Here's a look at my app description (some objects removed for brevity):
 
{"id": "/python","cmd": "python -m SimpleHTTPServer $PORT0","instances": 7000,"cpus": 0.01,"mem": 32,"container": {  "type": "DOCKER",  "docker": {    "image": "python:2-alpine"  }},"healthChecks": [  {    "path": "/",    "protocol": "HTTP",    "portIndex": 0,    "gracePeriodSeconds": 100,    "intervalSeconds": 20,    "timeoutSeconds": 20,    "maxConsecutiveFailures": 3,    "ignoreHttp1xx": false  }],"upgradeStrategy": {  "minimumHealthCapacity": 0.8,  "maximumOverCapacity": 0.2  }}
 
This is found at the Marathon REST API, accessible at http://<dcos-url>/service/marathon/v2/apps.
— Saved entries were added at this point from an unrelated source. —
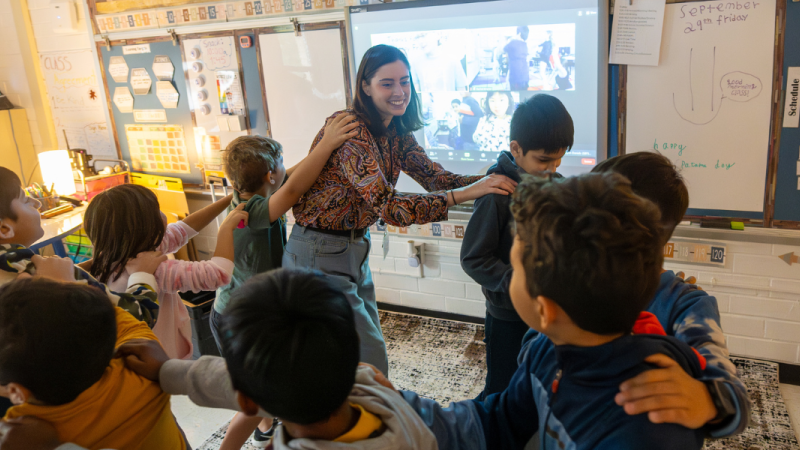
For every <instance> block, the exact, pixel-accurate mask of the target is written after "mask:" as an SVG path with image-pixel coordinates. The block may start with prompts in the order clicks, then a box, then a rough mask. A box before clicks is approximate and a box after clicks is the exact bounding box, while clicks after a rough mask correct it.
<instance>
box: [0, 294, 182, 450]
mask: <svg viewBox="0 0 800 450" xmlns="http://www.w3.org/2000/svg"><path fill="white" fill-rule="evenodd" d="M132 339H148V340H152V341H154V342H156V345H157V341H156V337H155V335H154V334H153V332H152V331H151V330H150V328H148V326H147V325H146V324H145V323H143V322H140V321H138V320H136V319H135V318H134V317H133V316H131V315H130V314H128V313H127V312H126V311H123V310H122V309H120V308H118V307H114V306H112V305H111V304H110V303H109V301H108V297H107V296H106V295H105V294H104V293H103V292H102V291H100V290H99V289H96V288H93V287H90V286H87V285H85V284H80V283H60V282H56V281H53V280H49V279H44V278H33V279H23V280H17V281H14V282H12V283H9V284H6V285H5V286H4V287H3V288H0V385H2V386H3V387H4V390H5V391H6V393H7V395H8V397H9V399H10V400H11V401H12V403H14V405H15V406H13V407H12V408H11V409H9V410H8V412H7V413H6V416H5V419H6V420H8V419H14V418H18V417H23V416H33V417H37V418H40V419H42V420H45V421H48V422H50V423H51V424H52V425H53V426H55V428H56V430H57V431H58V436H59V438H60V439H61V440H63V441H66V442H73V443H75V444H78V445H80V446H83V447H87V448H112V449H118V450H125V449H138V448H146V449H153V450H158V449H164V450H175V449H181V448H187V445H186V439H185V438H184V436H183V433H182V432H181V431H180V428H178V425H177V423H176V422H175V418H174V417H173V416H172V412H171V410H170V401H169V400H170V396H169V395H167V394H165V393H164V391H162V390H161V388H160V387H159V386H158V384H157V383H153V382H152V381H148V380H146V379H144V378H142V377H140V376H139V375H136V374H135V373H133V372H132V371H130V370H128V369H126V368H125V365H124V363H123V361H122V360H120V359H113V358H112V356H113V355H114V349H115V347H117V346H119V345H121V344H123V343H125V342H128V341H130V340H132Z"/></svg>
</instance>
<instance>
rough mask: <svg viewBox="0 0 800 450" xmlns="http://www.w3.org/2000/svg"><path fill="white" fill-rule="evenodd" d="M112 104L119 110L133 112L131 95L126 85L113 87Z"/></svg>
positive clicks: (131, 95)
mask: <svg viewBox="0 0 800 450" xmlns="http://www.w3.org/2000/svg"><path fill="white" fill-rule="evenodd" d="M114 104H115V105H117V109H119V112H124V113H127V112H133V96H132V95H131V91H130V89H128V87H127V86H120V87H117V88H116V89H114Z"/></svg>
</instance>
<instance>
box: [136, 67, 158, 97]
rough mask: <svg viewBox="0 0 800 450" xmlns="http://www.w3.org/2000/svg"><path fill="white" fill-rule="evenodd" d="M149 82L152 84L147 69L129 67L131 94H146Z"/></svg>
mask: <svg viewBox="0 0 800 450" xmlns="http://www.w3.org/2000/svg"><path fill="white" fill-rule="evenodd" d="M151 84H153V80H151V79H150V74H148V73H147V69H141V68H140V69H131V87H132V88H133V95H147V94H148V93H149V92H150V85H151Z"/></svg>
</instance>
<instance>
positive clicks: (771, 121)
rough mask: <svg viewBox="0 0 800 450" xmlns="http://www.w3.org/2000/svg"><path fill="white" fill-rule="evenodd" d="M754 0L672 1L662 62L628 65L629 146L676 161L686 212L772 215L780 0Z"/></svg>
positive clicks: (754, 217) (726, 216) (625, 138)
mask: <svg viewBox="0 0 800 450" xmlns="http://www.w3.org/2000/svg"><path fill="white" fill-rule="evenodd" d="M740 3H743V2H740ZM757 4H758V6H757V8H756V9H752V8H750V9H748V11H747V12H746V13H743V12H741V11H737V10H734V11H729V10H724V11H719V10H717V6H718V5H720V2H716V1H712V2H709V1H700V2H686V3H672V4H668V5H667V6H666V13H665V18H664V31H663V37H662V43H661V58H660V61H659V65H658V66H653V67H650V66H628V67H627V79H626V86H625V89H626V104H625V110H626V121H625V140H624V142H625V144H624V145H625V151H626V152H627V153H631V152H636V151H658V152H660V153H662V154H664V155H665V156H667V157H668V158H670V159H671V160H672V161H673V162H674V163H675V165H676V166H677V167H678V169H680V170H681V172H682V174H683V176H684V179H685V180H686V183H687V185H688V187H689V193H690V195H689V197H690V205H689V206H690V209H689V211H688V213H687V215H689V216H716V217H731V218H741V219H749V220H764V221H765V222H768V221H769V219H770V207H769V196H768V195H767V194H768V191H769V189H770V187H771V186H770V177H769V173H768V172H769V170H768V168H769V166H770V162H771V159H770V158H771V155H772V151H773V138H774V133H773V121H774V119H775V115H776V108H775V103H774V101H773V99H774V98H775V96H776V90H779V89H780V86H779V83H777V82H776V77H777V76H778V72H777V71H776V70H774V67H775V60H776V58H777V56H778V55H779V52H780V40H779V39H776V16H778V15H779V14H780V11H779V10H778V8H777V2H776V0H764V1H760V2H758V3H757ZM723 6H724V4H723ZM718 19H719V20H718Z"/></svg>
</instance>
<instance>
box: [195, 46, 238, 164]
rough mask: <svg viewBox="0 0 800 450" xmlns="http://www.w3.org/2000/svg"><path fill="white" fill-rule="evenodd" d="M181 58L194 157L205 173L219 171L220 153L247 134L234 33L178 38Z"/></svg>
mask: <svg viewBox="0 0 800 450" xmlns="http://www.w3.org/2000/svg"><path fill="white" fill-rule="evenodd" d="M181 54H182V57H183V67H184V68H185V69H186V70H185V79H186V85H187V90H188V91H189V98H188V102H189V108H190V110H191V111H192V120H193V123H194V126H195V139H196V140H197V144H198V145H199V147H198V153H199V155H200V158H201V159H202V161H203V164H204V165H205V167H206V169H207V170H216V171H221V170H222V160H221V157H222V153H221V152H222V150H224V149H225V147H226V146H227V145H228V144H229V143H230V142H231V141H232V140H234V139H236V138H237V137H239V136H246V135H248V134H249V129H250V123H249V120H248V111H249V109H248V107H247V92H246V85H245V83H244V72H243V68H242V64H241V58H240V56H239V42H238V41H237V38H236V36H235V34H234V32H232V31H230V32H220V33H210V34H192V35H186V36H182V37H181Z"/></svg>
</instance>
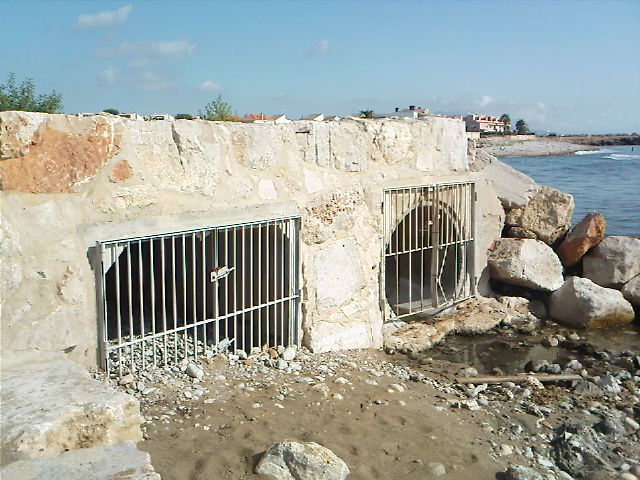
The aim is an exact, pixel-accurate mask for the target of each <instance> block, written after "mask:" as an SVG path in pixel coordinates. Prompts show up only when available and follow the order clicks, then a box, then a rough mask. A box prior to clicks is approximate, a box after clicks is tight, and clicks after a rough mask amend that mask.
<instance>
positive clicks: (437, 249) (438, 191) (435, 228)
mask: <svg viewBox="0 0 640 480" xmlns="http://www.w3.org/2000/svg"><path fill="white" fill-rule="evenodd" d="M439 204H440V192H439V189H438V187H437V186H436V187H435V188H434V195H433V205H432V208H433V213H432V214H431V216H432V218H433V253H432V254H431V304H432V306H433V307H434V308H435V307H437V306H438V290H437V288H438V285H437V280H438V263H439V262H438V256H439V254H440V216H439V210H440V209H439Z"/></svg>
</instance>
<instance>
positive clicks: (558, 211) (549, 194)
mask: <svg viewBox="0 0 640 480" xmlns="http://www.w3.org/2000/svg"><path fill="white" fill-rule="evenodd" d="M573 207H574V202H573V197H572V196H571V195H569V194H568V193H562V192H561V191H559V190H556V189H555V188H550V187H540V189H539V190H538V192H537V193H536V194H535V195H534V196H533V198H531V201H530V202H529V203H528V204H526V205H525V206H523V207H519V208H514V209H512V210H509V211H508V212H507V218H506V221H505V225H506V226H507V227H522V228H524V229H526V230H529V231H531V232H533V233H535V234H536V235H537V237H538V239H539V240H542V241H543V242H544V243H546V244H549V245H550V244H552V243H553V242H555V241H556V240H557V239H558V238H560V236H562V235H563V234H564V233H565V232H566V231H567V230H569V228H570V227H571V215H572V214H573Z"/></svg>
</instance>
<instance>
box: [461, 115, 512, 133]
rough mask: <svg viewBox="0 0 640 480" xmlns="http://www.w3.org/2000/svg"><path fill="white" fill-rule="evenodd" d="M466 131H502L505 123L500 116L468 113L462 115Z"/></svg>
mask: <svg viewBox="0 0 640 480" xmlns="http://www.w3.org/2000/svg"><path fill="white" fill-rule="evenodd" d="M463 120H464V123H465V125H466V130H467V132H480V133H484V132H496V133H504V131H505V129H506V127H507V125H505V123H504V122H503V121H502V120H501V119H500V117H490V116H487V115H477V114H469V115H467V116H466V117H464V119H463Z"/></svg>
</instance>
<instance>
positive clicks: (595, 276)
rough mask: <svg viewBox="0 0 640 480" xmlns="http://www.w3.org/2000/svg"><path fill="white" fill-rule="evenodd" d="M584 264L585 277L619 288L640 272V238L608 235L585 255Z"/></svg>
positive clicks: (639, 272) (583, 261)
mask: <svg viewBox="0 0 640 480" xmlns="http://www.w3.org/2000/svg"><path fill="white" fill-rule="evenodd" d="M582 265H583V269H584V270H583V276H584V277H586V278H589V279H590V280H593V281H594V282H595V283H597V284H598V285H601V286H603V287H613V288H619V287H621V286H622V284H624V283H625V282H628V281H629V280H631V279H632V278H633V277H635V276H636V275H638V274H640V239H637V238H632V237H616V236H611V237H607V238H605V239H604V240H603V241H602V242H600V243H599V244H598V245H596V246H595V247H593V248H592V249H591V250H590V251H589V253H588V254H587V255H585V256H584V260H583V262H582Z"/></svg>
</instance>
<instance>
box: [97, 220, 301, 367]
mask: <svg viewBox="0 0 640 480" xmlns="http://www.w3.org/2000/svg"><path fill="white" fill-rule="evenodd" d="M299 225H300V220H299V217H295V218H284V219H277V220H269V221H264V222H255V223H245V224H240V225H231V226H222V227H215V228H208V229H202V230H191V231H186V232H178V233H171V234H166V235H160V236H149V237H140V238H132V239H124V240H115V241H107V242H99V243H98V250H99V252H100V268H99V270H100V271H99V272H98V274H97V276H98V295H99V302H98V305H99V316H100V321H99V326H100V331H99V335H100V338H99V347H100V357H101V364H102V366H104V367H105V369H106V370H107V371H108V372H110V371H117V372H118V374H119V375H123V374H124V373H128V372H132V371H136V370H141V369H145V368H147V367H149V366H152V365H153V366H155V365H170V364H175V363H177V362H178V361H179V360H181V359H183V358H186V357H196V358H197V357H198V355H202V354H205V353H208V352H209V353H211V352H215V351H220V350H222V349H227V348H232V349H233V350H234V351H235V350H237V349H242V350H244V351H246V352H249V351H250V350H251V348H252V347H260V346H262V345H265V344H266V345H268V346H276V345H285V346H287V345H291V344H297V343H298V305H299V298H300V297H299V286H298V272H299V267H298V231H299Z"/></svg>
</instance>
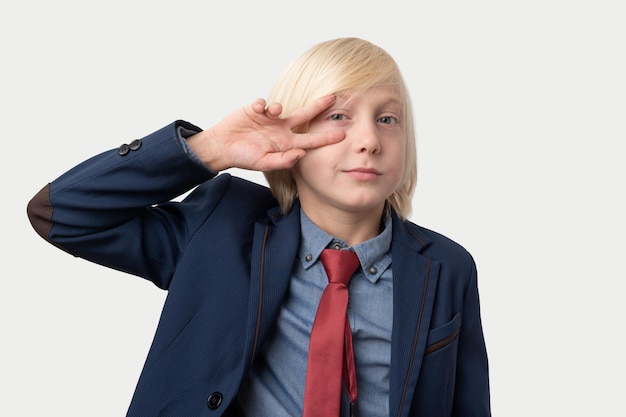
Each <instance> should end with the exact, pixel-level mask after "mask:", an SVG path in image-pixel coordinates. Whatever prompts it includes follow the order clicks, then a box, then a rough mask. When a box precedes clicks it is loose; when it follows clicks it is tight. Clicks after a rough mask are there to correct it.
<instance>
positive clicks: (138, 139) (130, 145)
mask: <svg viewBox="0 0 626 417" xmlns="http://www.w3.org/2000/svg"><path fill="white" fill-rule="evenodd" d="M128 147H129V148H130V150H131V151H136V150H137V149H139V148H141V140H140V139H135V140H134V141H132V142H131V143H129V144H128Z"/></svg>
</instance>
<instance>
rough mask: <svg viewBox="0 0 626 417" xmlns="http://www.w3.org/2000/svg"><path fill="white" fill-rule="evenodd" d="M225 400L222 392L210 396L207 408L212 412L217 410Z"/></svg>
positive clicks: (211, 394)
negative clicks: (216, 409) (218, 407)
mask: <svg viewBox="0 0 626 417" xmlns="http://www.w3.org/2000/svg"><path fill="white" fill-rule="evenodd" d="M223 399H224V396H223V395H222V393H221V392H214V393H213V394H211V395H209V398H208V399H207V406H208V407H209V409H210V410H216V409H217V408H218V407H219V406H220V405H221V404H222V400H223Z"/></svg>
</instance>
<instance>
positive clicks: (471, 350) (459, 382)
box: [453, 256, 491, 417]
mask: <svg viewBox="0 0 626 417" xmlns="http://www.w3.org/2000/svg"><path fill="white" fill-rule="evenodd" d="M470 258H471V256H470ZM470 265H471V266H470V267H471V271H470V274H469V276H470V278H469V280H468V284H467V287H466V289H465V294H464V300H463V324H462V326H461V330H460V334H459V347H458V357H457V373H456V389H455V398H454V407H453V415H454V416H458V417H461V416H464V417H466V416H477V417H478V416H485V417H487V416H490V415H491V411H490V395H489V369H488V363H487V351H486V348H485V341H484V335H483V329H482V324H481V319H480V302H479V294H478V284H477V272H476V264H475V262H474V261H473V259H472V260H471V263H470Z"/></svg>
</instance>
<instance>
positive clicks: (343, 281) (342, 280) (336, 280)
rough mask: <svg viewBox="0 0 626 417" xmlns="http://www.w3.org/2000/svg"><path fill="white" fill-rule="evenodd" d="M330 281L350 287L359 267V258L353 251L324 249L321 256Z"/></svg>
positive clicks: (325, 269) (353, 251)
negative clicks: (350, 284) (351, 283)
mask: <svg viewBox="0 0 626 417" xmlns="http://www.w3.org/2000/svg"><path fill="white" fill-rule="evenodd" d="M320 259H321V261H322V265H324V270H325V271H326V275H327V276H328V281H329V282H333V283H340V284H344V285H348V282H350V278H352V274H354V271H356V269H357V268H358V267H359V264H360V263H359V257H358V256H357V254H356V252H354V251H352V250H337V249H324V250H323V251H322V254H321V255H320Z"/></svg>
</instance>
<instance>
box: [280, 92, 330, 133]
mask: <svg viewBox="0 0 626 417" xmlns="http://www.w3.org/2000/svg"><path fill="white" fill-rule="evenodd" d="M335 100H336V97H335V95H334V94H329V95H326V96H323V97H319V98H317V99H315V100H313V101H311V102H310V103H309V104H307V105H306V106H304V107H302V108H300V109H298V110H296V111H295V112H293V113H291V114H290V115H289V116H288V117H286V118H285V120H286V121H287V122H288V123H289V125H290V126H291V127H292V128H293V127H296V126H299V125H301V124H304V123H306V122H308V121H310V120H312V119H313V118H315V116H317V115H318V114H320V113H321V112H323V111H324V110H326V109H327V108H329V107H330V106H331V105H332V104H333V103H334V102H335Z"/></svg>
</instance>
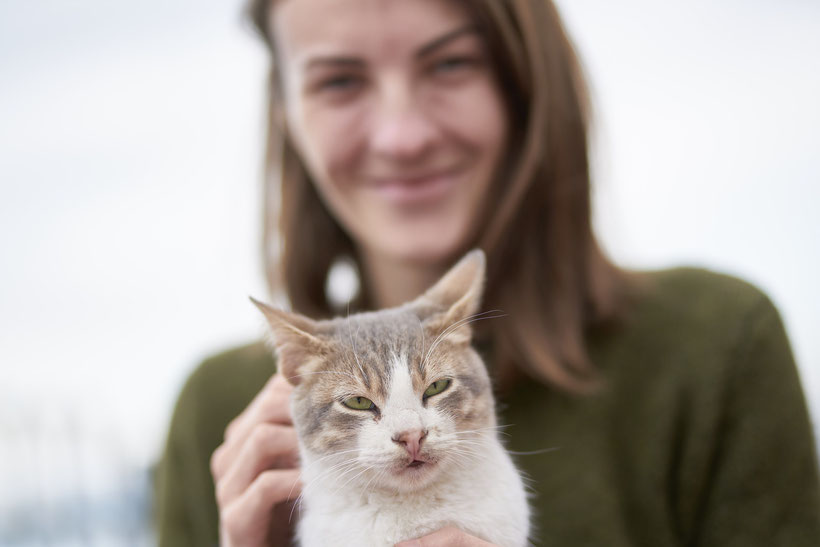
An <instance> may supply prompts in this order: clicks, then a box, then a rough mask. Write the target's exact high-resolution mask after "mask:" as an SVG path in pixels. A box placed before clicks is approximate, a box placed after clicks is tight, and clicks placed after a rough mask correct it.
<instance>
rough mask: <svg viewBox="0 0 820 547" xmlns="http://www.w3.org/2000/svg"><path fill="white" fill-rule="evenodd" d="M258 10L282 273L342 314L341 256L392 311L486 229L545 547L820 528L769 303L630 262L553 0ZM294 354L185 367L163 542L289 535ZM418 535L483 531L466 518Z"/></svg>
mask: <svg viewBox="0 0 820 547" xmlns="http://www.w3.org/2000/svg"><path fill="white" fill-rule="evenodd" d="M250 12H251V14H252V16H253V20H254V23H255V25H256V27H257V28H258V29H259V31H260V33H261V34H262V36H263V38H264V40H265V43H266V44H267V45H268V47H269V50H270V53H271V56H272V59H273V60H274V63H273V67H272V70H271V80H270V124H269V149H268V159H269V162H268V165H269V169H270V173H269V175H270V177H269V179H270V180H271V181H275V184H274V183H273V182H272V183H271V184H270V185H269V188H268V193H267V196H266V208H267V215H266V218H267V224H266V227H265V237H266V251H267V253H268V258H269V265H268V274H269V282H270V286H271V288H272V290H274V291H276V290H280V289H281V288H284V289H285V291H286V292H287V296H288V297H289V299H290V302H291V303H292V306H293V308H294V309H295V310H297V311H299V312H301V313H304V314H307V315H311V316H315V317H326V316H330V315H333V314H334V313H336V312H338V311H340V310H338V309H337V308H334V306H333V304H332V303H331V301H330V300H329V299H328V297H327V295H326V292H325V285H326V281H327V276H328V272H329V270H330V268H331V267H332V266H333V265H334V263H336V262H338V261H339V260H344V259H347V260H352V261H353V262H354V263H355V265H356V266H357V268H358V271H359V273H360V278H361V290H360V292H359V294H358V296H357V298H356V300H355V301H354V302H352V303H351V305H352V306H353V307H356V308H359V309H368V308H371V309H373V308H381V307H387V306H392V305H396V304H400V303H402V302H404V301H407V300H410V299H412V298H413V297H415V296H416V295H418V294H419V293H421V292H422V291H423V290H424V289H426V288H427V287H428V286H430V285H431V284H432V282H433V281H434V280H436V279H437V278H438V276H439V275H440V274H441V273H443V272H444V271H445V270H446V269H447V267H448V266H449V265H451V264H452V263H453V261H454V260H455V259H457V258H458V257H459V256H460V255H461V254H462V253H463V252H464V251H466V250H468V249H470V248H472V247H475V246H480V247H482V248H483V249H484V250H485V251H486V252H487V254H488V266H489V271H488V284H487V293H486V306H487V308H488V309H491V308H500V309H503V310H505V312H507V314H508V315H509V317H508V318H507V319H505V320H504V321H498V322H495V324H491V325H487V326H486V327H487V328H485V330H484V332H482V333H481V334H482V340H481V344H482V346H483V349H484V350H485V354H487V355H488V356H489V361H490V364H491V369H492V372H493V374H494V376H495V378H496V381H497V384H498V387H499V394H500V395H499V398H500V402H501V405H500V406H501V408H502V409H503V413H502V417H501V421H502V422H503V423H508V424H514V425H512V426H511V427H510V428H509V429H508V433H509V435H510V437H509V446H510V448H511V449H512V450H515V451H518V452H521V453H522V455H521V456H520V458H519V465H520V466H521V467H522V468H523V469H524V470H525V471H526V472H527V473H528V475H529V477H530V478H531V479H532V484H533V490H534V491H535V496H536V497H535V498H534V500H533V506H534V513H535V526H536V529H537V536H536V537H535V538H534V540H535V541H536V542H537V543H542V544H545V545H610V546H611V545H653V546H658V545H698V546H706V545H735V544H736V545H746V546H748V545H792V546H794V545H816V544H818V542H820V496H819V495H818V490H819V488H818V478H817V465H816V457H815V454H814V448H813V442H812V436H811V430H810V427H809V422H808V415H807V412H806V408H805V403H804V401H803V397H802V392H801V389H800V385H799V381H798V378H797V374H796V370H795V366H794V362H793V359H792V356H791V353H790V350H789V346H788V341H787V339H786V336H785V333H784V332H783V328H782V325H781V322H780V319H779V317H778V314H777V312H776V310H775V309H774V307H773V306H772V305H771V303H770V302H769V300H768V299H767V298H766V297H765V296H764V295H762V294H761V293H760V292H759V291H757V290H756V289H754V288H753V287H751V286H749V285H747V284H745V283H743V282H741V281H738V280H735V279H731V278H728V277H725V276H719V275H716V274H710V273H707V272H703V271H698V270H693V269H676V270H670V271H664V272H655V273H651V274H640V275H639V274H628V273H626V272H624V271H622V270H619V269H618V268H617V267H615V266H614V265H613V264H611V263H610V262H609V261H608V260H607V259H606V258H605V256H604V255H603V254H602V252H601V250H600V249H599V247H598V245H597V243H596V240H595V238H594V235H593V233H592V230H591V223H590V204H589V169H588V160H587V138H586V131H587V129H586V127H587V119H586V117H587V105H586V92H585V89H584V82H583V79H582V77H581V74H580V70H579V67H578V62H577V60H576V58H575V55H574V53H573V50H572V48H571V46H570V43H569V41H568V39H567V38H566V36H565V33H564V31H563V28H562V26H561V24H560V21H559V18H558V15H557V13H556V11H555V8H554V6H552V4H551V3H550V2H548V1H545V0H506V1H502V0H483V1H479V0H471V1H469V2H466V1H463V2H456V1H450V0H402V1H400V2H399V1H388V0H261V1H253V2H252V3H251V5H250ZM280 181H281V195H280V194H279V193H278V192H279V190H278V188H279V186H278V184H279V182H280ZM280 197H281V199H280ZM277 222H278V223H279V224H278V227H277V225H276V223H277ZM277 234H278V235H279V236H281V240H280V239H277ZM279 241H281V252H280V253H274V252H272V250H274V249H278V248H279V247H278V243H279ZM277 255H278V256H277ZM280 266H281V269H280ZM488 323H489V322H488ZM274 366H275V365H274V363H273V361H272V358H271V357H270V356H269V354H268V352H267V350H265V349H264V348H263V347H262V346H261V345H259V344H256V345H252V346H248V347H245V348H241V349H238V350H233V351H231V352H228V353H225V354H223V355H220V356H217V357H215V358H213V359H211V360H209V361H207V362H205V363H203V365H201V366H200V368H199V369H198V370H197V371H196V372H195V373H194V374H193V375H192V377H191V378H190V379H189V381H188V383H187V384H186V386H185V388H184V390H183V393H182V395H181V396H180V399H179V402H178V404H177V408H176V411H175V415H174V419H173V422H172V425H171V430H170V434H169V439H168V446H167V452H166V455H165V459H164V461H163V464H162V466H161V469H160V475H159V490H158V492H159V500H160V505H159V529H160V537H161V539H162V543H163V544H167V545H185V544H191V545H207V544H213V543H214V542H216V541H217V539H218V538H219V540H220V541H221V543H222V544H223V545H233V546H239V545H267V544H282V543H284V542H286V541H287V537H288V534H289V533H290V527H289V523H288V517H289V513H290V507H289V505H288V500H292V499H294V498H295V497H296V496H297V495H298V492H299V487H298V467H297V466H298V463H297V460H296V439H295V434H294V432H293V429H292V427H291V425H290V416H289V414H288V407H287V397H288V393H289V389H288V387H287V385H286V383H285V382H284V381H283V380H282V379H281V378H280V377H279V376H276V375H274V376H273V377H272V378H271V379H270V380H268V378H269V377H271V374H272V373H273V371H274ZM548 449H555V450H548ZM211 454H213V456H211ZM294 485H296V486H294ZM214 493H215V494H214ZM218 524H219V527H218ZM355 539H356V538H351V541H355ZM421 541H422V542H423V544H424V545H448V544H455V543H458V544H461V545H482V544H484V543H482V542H481V541H480V540H478V539H476V538H471V537H469V536H467V535H466V534H465V533H464V532H462V531H459V530H454V529H447V530H443V531H440V532H437V533H435V534H433V535H432V536H428V537H426V538H423V539H422V540H421Z"/></svg>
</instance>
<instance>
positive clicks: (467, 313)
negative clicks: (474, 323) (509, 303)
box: [414, 249, 487, 343]
mask: <svg viewBox="0 0 820 547" xmlns="http://www.w3.org/2000/svg"><path fill="white" fill-rule="evenodd" d="M486 261H487V259H486V258H485V255H484V251H482V250H481V249H475V250H473V251H470V252H469V253H467V254H466V255H465V256H464V258H462V259H461V260H459V261H458V263H456V265H455V266H453V267H452V268H451V269H450V270H449V271H448V272H447V273H446V274H444V277H442V278H441V279H440V280H439V281H438V282H437V283H436V284H435V285H433V287H431V288H430V289H429V290H427V292H425V293H424V294H423V295H421V296H420V297H419V298H418V299H416V301H415V302H414V303H415V304H416V305H417V307H418V308H419V309H425V308H426V309H429V308H430V307H432V308H433V309H434V310H436V311H435V312H434V313H432V314H429V316H428V317H423V318H422V320H423V323H424V326H425V327H426V328H428V329H430V330H431V331H432V332H434V333H436V334H437V335H439V334H444V333H445V332H446V337H447V338H448V339H449V340H450V341H451V342H455V343H469V342H470V339H471V337H472V329H470V325H469V319H470V317H471V316H473V314H475V313H476V312H477V311H478V309H479V306H480V305H481V294H482V291H483V289H484V275H485V269H486Z"/></svg>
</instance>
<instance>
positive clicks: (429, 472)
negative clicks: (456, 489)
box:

A full specification of the API can be found here.
 
Protip: I've tweaked my upgradeStrategy to allow more pain-free upgrades and restarts. By allowing less than 1 minimumHealthCapacity, I'm enabling the cluster to remove a small number of tasks before their replacements are online. With maximumOverCapacity less than 1, I'm preventing the cluster from over-reaching by trying to start an entire 7,000 task armada prior to letting the old tasks go in an upgrade scenario.
 
Finish line and final notes
 
Scaling up to 7,000 tasks was quick and painless with this recipe. In a few minutes, I had an army of Docker containers serving anything I need.
 
 
I'll share a few final notes about this configuration:
 
I'm using tighter than usual healthChecks because I'm launching a lot of Dockers simultaneously on the nodes over a period of time, and we want to make sure that any fails are detected and cleaned early.
It's important to be careful about setting the container's cpu and mem to sensible values for your hardware or VMs.